Aaron Douglas
Into Bondage 1936
Oil on canvas, 153.4 x 153.7 cm
In the Collection of the Corcoran Gallery of Art,Washington DC,USA
Museum Purchase and Partial Gift of Thurlow Evans Tibbs, Jr.
The Evans - Tibbs Collection

 

 
 
 
 
 
 
 
 
 
 
 
 
 
 
 
 

Aaron Douglas
(1898-1979)

Aaron Douglas was the Harlem Renaissance artist whose work best exemplified the 'New Negro' philosophy. He painted murals for public buildings and produced illustrations and cover designs for many black publications including The Crisis and Opportunity.
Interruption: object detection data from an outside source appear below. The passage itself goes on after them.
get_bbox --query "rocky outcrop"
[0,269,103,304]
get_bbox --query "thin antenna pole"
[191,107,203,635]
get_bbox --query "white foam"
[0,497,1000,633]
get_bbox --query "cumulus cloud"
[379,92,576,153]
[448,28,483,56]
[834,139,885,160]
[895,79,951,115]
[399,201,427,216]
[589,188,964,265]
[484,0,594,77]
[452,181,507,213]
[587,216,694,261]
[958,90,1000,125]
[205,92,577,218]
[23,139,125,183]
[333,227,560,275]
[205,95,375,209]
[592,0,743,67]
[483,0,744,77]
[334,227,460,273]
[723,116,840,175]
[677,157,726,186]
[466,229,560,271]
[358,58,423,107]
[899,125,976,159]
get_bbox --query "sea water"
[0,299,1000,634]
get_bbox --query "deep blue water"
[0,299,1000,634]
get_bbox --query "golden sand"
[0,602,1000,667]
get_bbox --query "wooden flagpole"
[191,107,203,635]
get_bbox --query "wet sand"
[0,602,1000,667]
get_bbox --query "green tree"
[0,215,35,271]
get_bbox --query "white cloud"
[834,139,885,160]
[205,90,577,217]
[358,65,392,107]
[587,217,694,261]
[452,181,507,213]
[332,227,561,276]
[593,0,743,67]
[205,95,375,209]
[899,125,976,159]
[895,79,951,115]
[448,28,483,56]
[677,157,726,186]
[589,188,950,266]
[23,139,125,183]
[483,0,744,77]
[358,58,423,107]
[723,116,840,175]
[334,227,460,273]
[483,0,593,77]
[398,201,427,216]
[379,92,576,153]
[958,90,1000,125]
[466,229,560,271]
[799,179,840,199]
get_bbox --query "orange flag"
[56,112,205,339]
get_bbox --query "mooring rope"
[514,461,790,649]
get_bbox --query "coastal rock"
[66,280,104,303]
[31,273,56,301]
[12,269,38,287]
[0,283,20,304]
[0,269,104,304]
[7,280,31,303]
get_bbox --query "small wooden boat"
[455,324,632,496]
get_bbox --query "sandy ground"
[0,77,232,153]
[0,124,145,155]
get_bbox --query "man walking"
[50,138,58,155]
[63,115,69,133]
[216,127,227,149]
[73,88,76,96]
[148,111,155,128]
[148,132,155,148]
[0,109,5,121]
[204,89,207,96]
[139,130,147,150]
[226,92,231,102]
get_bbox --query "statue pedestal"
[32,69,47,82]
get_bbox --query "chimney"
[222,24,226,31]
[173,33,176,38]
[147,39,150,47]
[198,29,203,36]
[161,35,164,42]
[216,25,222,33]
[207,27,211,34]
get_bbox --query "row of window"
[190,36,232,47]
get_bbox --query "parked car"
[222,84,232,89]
In 1940 he moved to Nashville, Tennessee, where he founded the Art Department at Fisk University and taught for twenty nine years.

"...Our problem is to conceive, develop, establish an art era. Not white art painting black...let's bare our arms and plunge them deep through laughter, through pain, through sorrow, through hope, through disappointment, into the very depths of the souls of our people and drag forth material crude, rough, neglected. Then let's sing it, dance it, write it, paint it. Let's do the impossible. Let's create something transcendentally material, mystically objective. Earthy. Spiritually earthy. Dynamic."
Aaron Douglas

Amy Helene Kirschke, 'The Evolution of Douglas's Artistic Language', Aaron Douglas, Art, Race & The Harlem Renaissance.